L’agenzia di rating Moody's segnala che “un’interruzione prolungata nello Stretto di Hormuz potrebbe spingere i prezzi del gas in Europa ben al di sopra degli attuali livelli a termine, fino a superare potenzialmente i 100 euro per megawattora”, un livello che non si vedeva dalla crisi energetica del 2022, quando il TTF raggiunse i 345 euro ad agosto.
La preoccupazione nasce dalla dipendenza europea dal gas naturale liquefatto (GNL) qatariota: nel 2025 l'UE ha importato circa 10 miliardi di metri cubi dal Qatar, pari a circa il 2% delle importazioni totali e al 3% della domanda complessiva. Moody’s sottolinea che questa quota, pur contenuta in termini assoluti, diventa critica in un contesto di stoccaggi già al di sotto della media storica, con il rischio principale non tanto di carenza immediata quanto di insufficiente accumulo estivo, lasciando le riserve sotto i livelli necessari per affrontare l'inverno.

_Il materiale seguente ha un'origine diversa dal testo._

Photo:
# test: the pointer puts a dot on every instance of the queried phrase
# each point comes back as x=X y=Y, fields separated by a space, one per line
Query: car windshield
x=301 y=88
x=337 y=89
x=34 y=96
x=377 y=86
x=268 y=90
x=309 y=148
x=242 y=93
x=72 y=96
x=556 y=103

La vulnerabilità dei singoli paesi è marcata: secondo Moody’s, Italia e Belgio sono i più esposti, con il Qatar che rappresentava rispettivamente il 4% e il 16% delle importazioni di GNL nel 2024, configurando potenziali deficit significativi in assenza di forniture sostitutive. Al contrario, Spagna, Germania, Francia e Regno Unito mostrano esposizioni più contenute: la Spagna importa dal Qatar solo il 2% del suo GNL, Germania e Francia non hanno importazioni dirette, mentre il Regno Unito copre il 6% del suo GNL dal Qatar, pari al 2% delle importazioni totali.

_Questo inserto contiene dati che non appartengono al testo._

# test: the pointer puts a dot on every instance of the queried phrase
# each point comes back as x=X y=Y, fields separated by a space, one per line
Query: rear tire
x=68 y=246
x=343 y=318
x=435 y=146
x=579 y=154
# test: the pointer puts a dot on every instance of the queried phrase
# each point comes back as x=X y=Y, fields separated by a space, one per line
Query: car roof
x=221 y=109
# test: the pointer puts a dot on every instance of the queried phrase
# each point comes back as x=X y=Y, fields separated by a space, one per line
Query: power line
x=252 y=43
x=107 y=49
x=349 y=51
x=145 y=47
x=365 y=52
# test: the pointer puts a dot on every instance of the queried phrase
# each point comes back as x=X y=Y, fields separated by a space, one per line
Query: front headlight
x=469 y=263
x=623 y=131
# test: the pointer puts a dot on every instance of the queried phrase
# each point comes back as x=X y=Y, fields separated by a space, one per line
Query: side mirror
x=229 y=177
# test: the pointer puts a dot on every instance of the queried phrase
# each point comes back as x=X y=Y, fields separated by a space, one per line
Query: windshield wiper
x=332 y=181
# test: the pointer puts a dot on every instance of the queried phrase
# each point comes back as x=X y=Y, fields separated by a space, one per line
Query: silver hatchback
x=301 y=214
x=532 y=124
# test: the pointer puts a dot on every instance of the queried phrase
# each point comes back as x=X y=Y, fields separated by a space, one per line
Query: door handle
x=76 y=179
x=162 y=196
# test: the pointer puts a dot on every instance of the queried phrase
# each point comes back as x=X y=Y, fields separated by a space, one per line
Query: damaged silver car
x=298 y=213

Lo scenario evidenziato dall’agenzia mette in luce la fragilità della supply chain energetica europea di fronte a tensioni geopolitiche nel Golfo Persico, sottolineando come le dinamiche di stoccaggio e la diversificazione delle forniture diventino strumenti essenziali per mitigare il rischio di aumenti estremi dei prezzi.